A ujourd’hui, nous constatons de

réels retours en arrière contre

lesquels nous devons lutter avec

force. Avec la crise, les avancées obtenues

grâce à la loi de 2005 sont menacées. Tout est

prétexte à les remettre en question. Les Conseils

généraux rognent de tous les côtés. La question

du financement de la compensation est

tellement explosive qu’elle a été écartée de la

dernière Conférence Nationale du Handicap…

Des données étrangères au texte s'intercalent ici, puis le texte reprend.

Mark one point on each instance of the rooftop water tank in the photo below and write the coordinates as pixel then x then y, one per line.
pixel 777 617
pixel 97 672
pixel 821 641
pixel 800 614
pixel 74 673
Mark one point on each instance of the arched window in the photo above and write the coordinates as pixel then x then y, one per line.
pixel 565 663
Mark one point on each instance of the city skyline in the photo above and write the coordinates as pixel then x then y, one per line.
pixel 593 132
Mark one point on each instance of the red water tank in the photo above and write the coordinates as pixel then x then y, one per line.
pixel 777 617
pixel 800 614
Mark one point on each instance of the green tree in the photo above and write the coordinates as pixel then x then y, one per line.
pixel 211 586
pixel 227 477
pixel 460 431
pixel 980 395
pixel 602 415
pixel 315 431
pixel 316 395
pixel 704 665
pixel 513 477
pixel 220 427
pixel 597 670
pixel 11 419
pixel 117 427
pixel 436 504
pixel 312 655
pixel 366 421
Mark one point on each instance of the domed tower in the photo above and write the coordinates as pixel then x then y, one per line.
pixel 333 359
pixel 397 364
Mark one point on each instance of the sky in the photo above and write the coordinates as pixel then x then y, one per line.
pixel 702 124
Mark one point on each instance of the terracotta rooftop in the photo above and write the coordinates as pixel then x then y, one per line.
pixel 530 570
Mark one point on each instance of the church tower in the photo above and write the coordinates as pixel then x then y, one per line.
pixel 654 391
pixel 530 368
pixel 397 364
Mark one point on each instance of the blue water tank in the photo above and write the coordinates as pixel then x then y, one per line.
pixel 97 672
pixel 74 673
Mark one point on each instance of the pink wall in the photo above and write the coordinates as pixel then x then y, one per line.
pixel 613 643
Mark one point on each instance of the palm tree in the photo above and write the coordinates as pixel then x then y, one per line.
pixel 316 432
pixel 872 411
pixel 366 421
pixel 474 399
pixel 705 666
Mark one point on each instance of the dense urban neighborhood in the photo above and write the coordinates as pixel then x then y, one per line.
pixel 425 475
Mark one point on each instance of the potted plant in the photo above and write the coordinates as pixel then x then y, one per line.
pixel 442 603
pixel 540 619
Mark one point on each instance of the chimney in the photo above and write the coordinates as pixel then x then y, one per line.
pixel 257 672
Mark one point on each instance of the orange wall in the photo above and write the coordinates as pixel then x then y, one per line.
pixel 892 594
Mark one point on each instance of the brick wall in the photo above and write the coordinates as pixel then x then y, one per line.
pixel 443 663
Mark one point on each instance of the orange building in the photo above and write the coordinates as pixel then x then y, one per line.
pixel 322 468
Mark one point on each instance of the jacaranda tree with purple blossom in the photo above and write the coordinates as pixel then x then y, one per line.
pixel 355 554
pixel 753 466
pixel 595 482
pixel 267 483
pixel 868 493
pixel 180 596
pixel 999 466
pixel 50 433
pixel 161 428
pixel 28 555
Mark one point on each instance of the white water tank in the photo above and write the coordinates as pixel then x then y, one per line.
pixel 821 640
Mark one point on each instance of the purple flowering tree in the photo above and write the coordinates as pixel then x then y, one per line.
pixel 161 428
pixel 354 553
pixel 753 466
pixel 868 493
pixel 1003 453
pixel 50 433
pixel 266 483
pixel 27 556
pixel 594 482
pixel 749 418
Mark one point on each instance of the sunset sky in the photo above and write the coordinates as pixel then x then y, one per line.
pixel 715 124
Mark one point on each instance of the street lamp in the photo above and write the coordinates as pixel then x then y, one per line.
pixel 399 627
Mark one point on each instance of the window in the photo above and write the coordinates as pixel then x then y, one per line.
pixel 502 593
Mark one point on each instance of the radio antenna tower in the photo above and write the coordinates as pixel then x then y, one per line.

M ais le principal retour en

arrière est celui de la mise en

accessibilité de notre société.

Aux retards accumulés depuis 10 ans, s’ajoutent

aujourd’hui non seulement le renoncement

aux objectifs de la loi 2005 mais aussi certaines

aggravations par rapport à la situation

antérieure. Alors que nos enfants peuvent,

malgré les difficultés, accéder à l’école de

la République, être formés, avoir un emploi,

pour autant, ils ne peuvent pas, comme tout

le monde, se rendre au cinéma, au restaurant,

dans une boulangerie, dans nos musées ou

tout simplement aller chez le médecin. Il faut

le réaffirmer : la participation à la vie sociale

n’est pas optionnelle ! Elle est constitutive de

la citoyenneté au même titre que le droit à

compensation, le droit à la scolarité, à la

formation et à l’emploi !

D ix ans après la loi de 2005, le combat

continue. Nous nous battrons pour

que les personnes en situation de

handicap restent au cœur des dispositifs,

dans le cadre d’une approche globale de la

personne. Nous continuerons à marteler que

chaque projet de vie doit être pris en compte

dans sa globalité. Nous nous battrons pour

continuer à faire progresser notre société. Pour

que la devise inscrite au fronton de nos mairies

soit une réalité pour tous les citoyens de ce pays.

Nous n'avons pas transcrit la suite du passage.